Misty took a deep breath and shifted.

She was ready, immediately, to clamp down on her doe’s instincts. It was much harder to stay calm around large predators in deer form—the doe’s instinct was to run, as far and as fast as possible, and it had taken Misty and her father a lot of years to slowly train her mind to master the desire to flee.

So she was ready to breathe, to calm the inevitable surge of fear, to coax the deer’s mind into friendliness again.

But she didn’t have to.

She waited, sure that it was coming.

Nothing.

Hello, cat, her doe thought. She took a step towards him. Look how beautiful he is.

He is, Misty agreed dazedly. Why aren’t you afraid?
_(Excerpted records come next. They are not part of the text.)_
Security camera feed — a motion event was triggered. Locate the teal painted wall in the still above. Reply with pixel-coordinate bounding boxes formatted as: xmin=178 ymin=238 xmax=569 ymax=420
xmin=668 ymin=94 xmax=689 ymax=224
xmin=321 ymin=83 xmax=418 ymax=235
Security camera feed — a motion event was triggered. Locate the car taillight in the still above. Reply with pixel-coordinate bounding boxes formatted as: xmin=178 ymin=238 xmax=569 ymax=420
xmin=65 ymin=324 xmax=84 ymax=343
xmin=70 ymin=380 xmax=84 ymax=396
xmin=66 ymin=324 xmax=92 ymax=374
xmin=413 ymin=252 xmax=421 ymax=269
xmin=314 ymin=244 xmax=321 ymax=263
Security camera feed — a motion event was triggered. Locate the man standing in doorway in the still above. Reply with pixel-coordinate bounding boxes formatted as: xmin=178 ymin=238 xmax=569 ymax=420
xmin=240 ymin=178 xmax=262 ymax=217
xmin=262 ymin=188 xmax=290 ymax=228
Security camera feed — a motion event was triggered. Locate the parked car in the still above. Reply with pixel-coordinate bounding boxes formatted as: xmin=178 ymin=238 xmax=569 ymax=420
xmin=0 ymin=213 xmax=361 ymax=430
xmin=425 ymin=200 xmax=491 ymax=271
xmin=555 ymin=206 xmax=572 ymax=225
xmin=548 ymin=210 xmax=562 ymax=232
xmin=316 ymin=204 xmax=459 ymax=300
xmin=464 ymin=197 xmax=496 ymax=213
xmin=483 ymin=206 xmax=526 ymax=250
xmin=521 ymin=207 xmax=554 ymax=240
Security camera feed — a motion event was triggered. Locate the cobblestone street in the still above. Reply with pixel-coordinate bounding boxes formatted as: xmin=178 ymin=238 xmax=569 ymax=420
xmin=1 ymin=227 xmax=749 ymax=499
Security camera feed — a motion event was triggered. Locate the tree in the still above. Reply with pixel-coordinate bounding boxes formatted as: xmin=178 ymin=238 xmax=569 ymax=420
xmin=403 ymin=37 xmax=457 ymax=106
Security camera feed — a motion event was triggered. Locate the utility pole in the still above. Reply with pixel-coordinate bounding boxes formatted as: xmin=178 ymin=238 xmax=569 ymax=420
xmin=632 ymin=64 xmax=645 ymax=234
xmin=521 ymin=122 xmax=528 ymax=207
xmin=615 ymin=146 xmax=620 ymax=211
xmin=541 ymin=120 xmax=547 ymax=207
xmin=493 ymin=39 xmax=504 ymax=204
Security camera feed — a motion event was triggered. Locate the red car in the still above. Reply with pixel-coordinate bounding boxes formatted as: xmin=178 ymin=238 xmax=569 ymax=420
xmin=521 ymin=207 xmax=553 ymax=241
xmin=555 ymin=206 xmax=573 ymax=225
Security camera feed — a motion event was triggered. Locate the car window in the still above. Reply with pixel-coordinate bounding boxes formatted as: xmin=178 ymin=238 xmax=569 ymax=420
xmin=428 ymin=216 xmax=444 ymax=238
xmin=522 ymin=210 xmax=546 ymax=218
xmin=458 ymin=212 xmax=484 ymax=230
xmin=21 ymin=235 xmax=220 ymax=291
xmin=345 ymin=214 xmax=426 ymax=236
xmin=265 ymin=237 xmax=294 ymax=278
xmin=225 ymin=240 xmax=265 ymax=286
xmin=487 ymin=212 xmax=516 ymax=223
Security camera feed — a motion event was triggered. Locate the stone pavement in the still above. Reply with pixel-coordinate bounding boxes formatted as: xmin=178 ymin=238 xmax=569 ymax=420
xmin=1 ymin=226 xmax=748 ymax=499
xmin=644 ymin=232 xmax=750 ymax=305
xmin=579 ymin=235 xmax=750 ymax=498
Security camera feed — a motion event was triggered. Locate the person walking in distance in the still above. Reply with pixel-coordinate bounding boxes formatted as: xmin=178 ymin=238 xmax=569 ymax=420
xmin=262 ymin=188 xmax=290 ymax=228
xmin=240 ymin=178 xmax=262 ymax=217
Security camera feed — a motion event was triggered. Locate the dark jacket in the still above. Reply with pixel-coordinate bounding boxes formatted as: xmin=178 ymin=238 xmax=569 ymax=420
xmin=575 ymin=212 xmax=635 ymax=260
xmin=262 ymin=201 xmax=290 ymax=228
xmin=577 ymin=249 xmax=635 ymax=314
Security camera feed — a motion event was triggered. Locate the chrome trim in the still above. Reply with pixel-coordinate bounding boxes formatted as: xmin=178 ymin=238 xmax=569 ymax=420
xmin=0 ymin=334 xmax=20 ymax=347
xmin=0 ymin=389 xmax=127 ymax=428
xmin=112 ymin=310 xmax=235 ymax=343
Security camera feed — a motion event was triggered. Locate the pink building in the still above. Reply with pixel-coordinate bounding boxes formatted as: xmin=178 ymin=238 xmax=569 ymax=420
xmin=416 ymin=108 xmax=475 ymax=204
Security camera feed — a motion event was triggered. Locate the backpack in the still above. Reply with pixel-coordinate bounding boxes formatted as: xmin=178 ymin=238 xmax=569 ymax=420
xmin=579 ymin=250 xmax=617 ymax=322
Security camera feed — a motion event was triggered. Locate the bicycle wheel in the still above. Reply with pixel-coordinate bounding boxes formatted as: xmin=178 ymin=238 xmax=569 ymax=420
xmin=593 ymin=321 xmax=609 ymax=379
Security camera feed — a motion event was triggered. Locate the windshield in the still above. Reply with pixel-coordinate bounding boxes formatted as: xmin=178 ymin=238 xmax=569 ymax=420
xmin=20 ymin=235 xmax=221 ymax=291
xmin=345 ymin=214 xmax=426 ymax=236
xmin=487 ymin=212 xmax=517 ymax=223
Why would we be afraid of him? He would never, ever hurt us.

Misty had to agree, but she wouldn’t have

thought her doe would be the one saying it first.

Bewildered, she took a few more tentative steps towards Ty. He stayed absolutely motionless, watching her move but not even twitching a whisker.
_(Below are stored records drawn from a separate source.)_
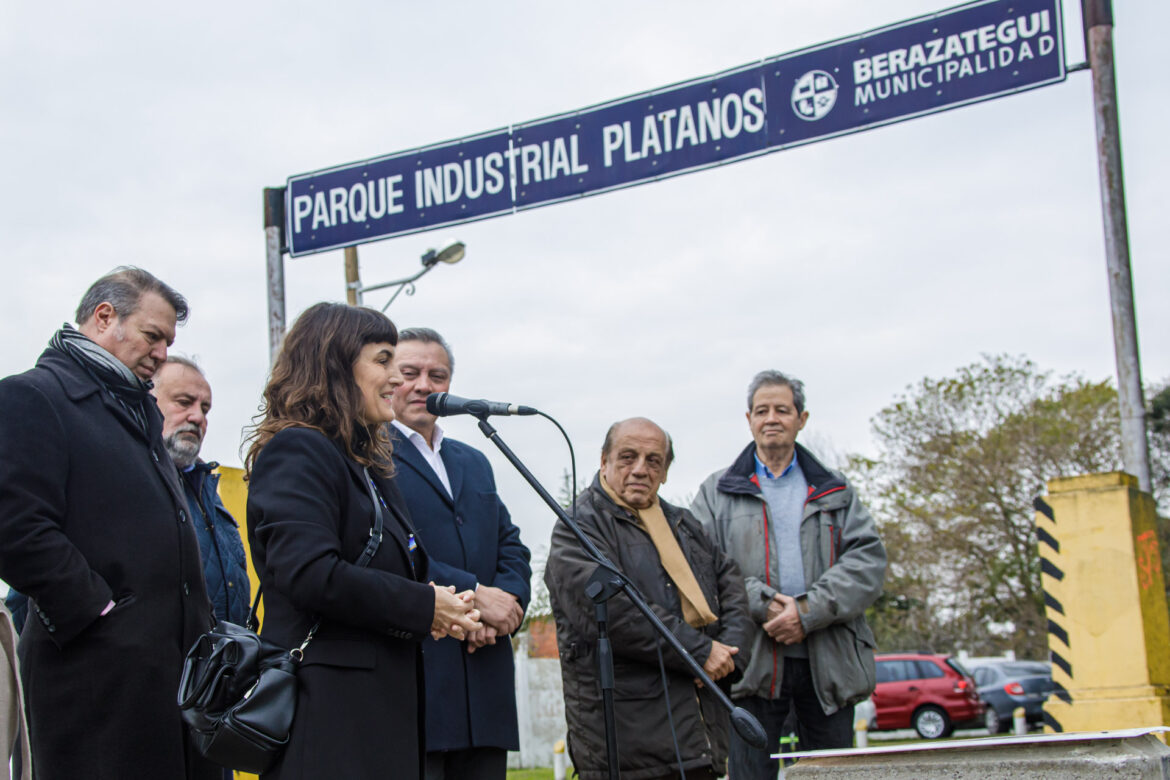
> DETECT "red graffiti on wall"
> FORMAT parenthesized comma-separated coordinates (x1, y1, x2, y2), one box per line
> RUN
(1135, 529, 1160, 593)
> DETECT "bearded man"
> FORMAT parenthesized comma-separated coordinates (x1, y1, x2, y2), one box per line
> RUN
(152, 356, 250, 626)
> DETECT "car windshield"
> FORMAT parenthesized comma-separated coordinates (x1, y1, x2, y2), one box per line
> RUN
(945, 658, 972, 677)
(999, 662, 1050, 676)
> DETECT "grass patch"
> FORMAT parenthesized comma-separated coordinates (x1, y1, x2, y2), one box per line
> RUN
(507, 770, 554, 780)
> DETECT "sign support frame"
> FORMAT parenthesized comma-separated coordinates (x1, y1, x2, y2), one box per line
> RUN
(263, 0, 1153, 488)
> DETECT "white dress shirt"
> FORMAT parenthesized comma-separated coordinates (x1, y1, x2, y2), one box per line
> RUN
(392, 419, 453, 498)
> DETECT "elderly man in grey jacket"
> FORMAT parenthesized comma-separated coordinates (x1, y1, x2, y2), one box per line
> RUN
(691, 371, 886, 779)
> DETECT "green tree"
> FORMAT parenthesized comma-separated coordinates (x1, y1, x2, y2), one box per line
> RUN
(1151, 384, 1170, 437)
(852, 355, 1168, 658)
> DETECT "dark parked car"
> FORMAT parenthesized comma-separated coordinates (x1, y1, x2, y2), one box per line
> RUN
(969, 660, 1054, 733)
(871, 653, 985, 739)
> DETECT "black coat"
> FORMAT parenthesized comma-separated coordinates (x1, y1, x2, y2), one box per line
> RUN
(545, 475, 753, 780)
(390, 428, 531, 752)
(0, 348, 217, 780)
(246, 427, 435, 780)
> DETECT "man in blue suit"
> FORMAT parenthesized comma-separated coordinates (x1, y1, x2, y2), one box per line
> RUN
(390, 327, 532, 780)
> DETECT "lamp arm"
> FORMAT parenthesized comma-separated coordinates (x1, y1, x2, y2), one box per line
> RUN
(357, 262, 436, 296)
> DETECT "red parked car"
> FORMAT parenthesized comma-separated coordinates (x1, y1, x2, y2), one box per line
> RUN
(871, 653, 985, 739)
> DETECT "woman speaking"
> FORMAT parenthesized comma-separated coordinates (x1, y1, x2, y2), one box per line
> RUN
(244, 302, 481, 779)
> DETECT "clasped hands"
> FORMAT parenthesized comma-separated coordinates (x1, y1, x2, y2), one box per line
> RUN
(692, 594, 804, 687)
(430, 583, 480, 641)
(762, 593, 806, 645)
(694, 594, 804, 688)
(428, 582, 523, 650)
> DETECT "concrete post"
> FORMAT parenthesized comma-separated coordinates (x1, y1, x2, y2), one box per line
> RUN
(1014, 707, 1028, 736)
(855, 719, 869, 748)
(1036, 473, 1170, 738)
(553, 740, 567, 780)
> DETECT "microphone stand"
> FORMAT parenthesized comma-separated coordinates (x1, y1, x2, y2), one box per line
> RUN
(472, 417, 767, 779)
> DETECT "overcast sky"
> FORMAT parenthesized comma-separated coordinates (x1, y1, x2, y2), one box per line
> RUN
(2, 0, 1166, 555)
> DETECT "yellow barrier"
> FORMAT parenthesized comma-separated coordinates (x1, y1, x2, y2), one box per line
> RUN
(213, 466, 261, 780)
(1037, 472, 1170, 740)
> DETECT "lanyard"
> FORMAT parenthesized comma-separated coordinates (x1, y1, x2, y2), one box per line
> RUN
(367, 473, 416, 575)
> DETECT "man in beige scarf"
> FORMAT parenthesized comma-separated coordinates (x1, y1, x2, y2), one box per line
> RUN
(546, 418, 752, 780)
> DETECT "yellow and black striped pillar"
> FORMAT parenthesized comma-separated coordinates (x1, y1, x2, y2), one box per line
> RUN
(1035, 472, 1170, 739)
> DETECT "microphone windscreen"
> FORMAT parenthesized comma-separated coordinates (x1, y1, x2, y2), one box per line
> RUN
(731, 706, 768, 750)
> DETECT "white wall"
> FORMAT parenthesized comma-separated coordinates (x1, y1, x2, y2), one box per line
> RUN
(510, 632, 570, 771)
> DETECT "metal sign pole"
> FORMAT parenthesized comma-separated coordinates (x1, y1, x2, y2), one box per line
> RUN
(264, 187, 287, 367)
(1082, 0, 1151, 491)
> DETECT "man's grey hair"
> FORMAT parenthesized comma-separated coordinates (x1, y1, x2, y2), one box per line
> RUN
(398, 327, 454, 373)
(747, 370, 806, 415)
(159, 354, 204, 376)
(75, 267, 189, 326)
(601, 418, 675, 467)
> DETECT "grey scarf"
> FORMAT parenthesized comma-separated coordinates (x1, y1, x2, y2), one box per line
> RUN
(49, 323, 153, 435)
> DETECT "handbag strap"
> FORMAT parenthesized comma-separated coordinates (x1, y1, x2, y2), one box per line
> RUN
(245, 588, 263, 632)
(356, 466, 386, 566)
(249, 466, 388, 658)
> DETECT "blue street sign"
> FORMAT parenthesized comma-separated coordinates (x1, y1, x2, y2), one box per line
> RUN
(763, 0, 1064, 151)
(285, 0, 1064, 257)
(510, 64, 769, 210)
(286, 130, 512, 257)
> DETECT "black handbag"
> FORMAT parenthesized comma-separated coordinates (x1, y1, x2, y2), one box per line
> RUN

Misty leaned forward and almost touched their noses together, inhaling. He smelled like a cat. Like a big, scary, predatory cat.

He’ll protect us, her doe thought, satisfied.
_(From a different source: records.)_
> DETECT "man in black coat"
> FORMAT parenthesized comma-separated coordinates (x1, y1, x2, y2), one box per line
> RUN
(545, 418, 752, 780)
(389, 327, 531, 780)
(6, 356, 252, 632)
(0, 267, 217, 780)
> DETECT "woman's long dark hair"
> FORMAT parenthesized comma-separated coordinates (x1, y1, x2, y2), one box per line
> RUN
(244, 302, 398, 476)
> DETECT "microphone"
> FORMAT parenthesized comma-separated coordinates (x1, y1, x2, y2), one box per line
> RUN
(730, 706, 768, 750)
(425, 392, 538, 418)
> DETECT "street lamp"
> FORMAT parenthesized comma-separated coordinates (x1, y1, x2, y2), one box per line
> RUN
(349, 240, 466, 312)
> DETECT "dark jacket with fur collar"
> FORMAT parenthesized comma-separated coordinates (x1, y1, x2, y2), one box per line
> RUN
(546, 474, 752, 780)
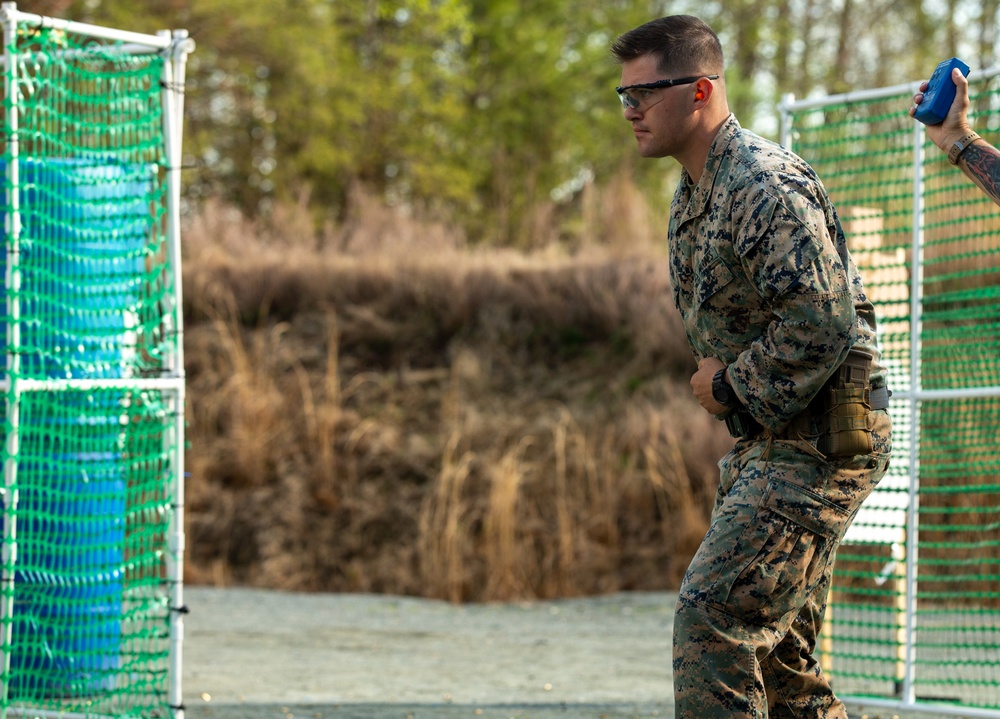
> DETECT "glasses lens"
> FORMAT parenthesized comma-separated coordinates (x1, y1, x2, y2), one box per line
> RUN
(618, 91, 639, 110)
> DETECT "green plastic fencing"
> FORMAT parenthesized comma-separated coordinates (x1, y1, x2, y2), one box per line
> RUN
(780, 70, 1000, 717)
(0, 6, 191, 718)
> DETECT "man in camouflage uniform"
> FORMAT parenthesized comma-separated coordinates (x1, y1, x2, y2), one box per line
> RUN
(611, 15, 892, 719)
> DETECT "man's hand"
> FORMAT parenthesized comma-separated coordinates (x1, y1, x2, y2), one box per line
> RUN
(692, 357, 728, 416)
(910, 68, 974, 153)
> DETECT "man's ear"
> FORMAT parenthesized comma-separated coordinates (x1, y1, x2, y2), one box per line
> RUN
(693, 77, 714, 106)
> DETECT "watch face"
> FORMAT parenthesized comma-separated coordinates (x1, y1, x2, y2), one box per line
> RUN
(712, 371, 735, 406)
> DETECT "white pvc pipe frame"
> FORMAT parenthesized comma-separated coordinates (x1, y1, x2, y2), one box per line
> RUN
(779, 68, 1000, 719)
(0, 4, 193, 719)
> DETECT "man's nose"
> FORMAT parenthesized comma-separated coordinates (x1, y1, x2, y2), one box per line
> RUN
(623, 105, 641, 121)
We don’t need protection, Misty responded automatically—and only then realized that she’d frozen in place with her nose a hairsbreadth from Ty’s.

Almost a kiss.

That startled her as nothing else had, and she leapt back abruptly. At least her deer form always landed gracefully.

She recovered her dignity after a second, and decided it was best to ignore...whatever had just happened. Instead, she went a few steps further into the woods, then looked back over her shoulder, waiting.

Ty understood immediately, and stood up, padding after her. In her deer form, the low light didn’t matter as much, so she could see the way his muscles moved under his fur, the beautiful patterns of spots, the graceful curve of his tail. His paws were absolutely silent on the forest floor.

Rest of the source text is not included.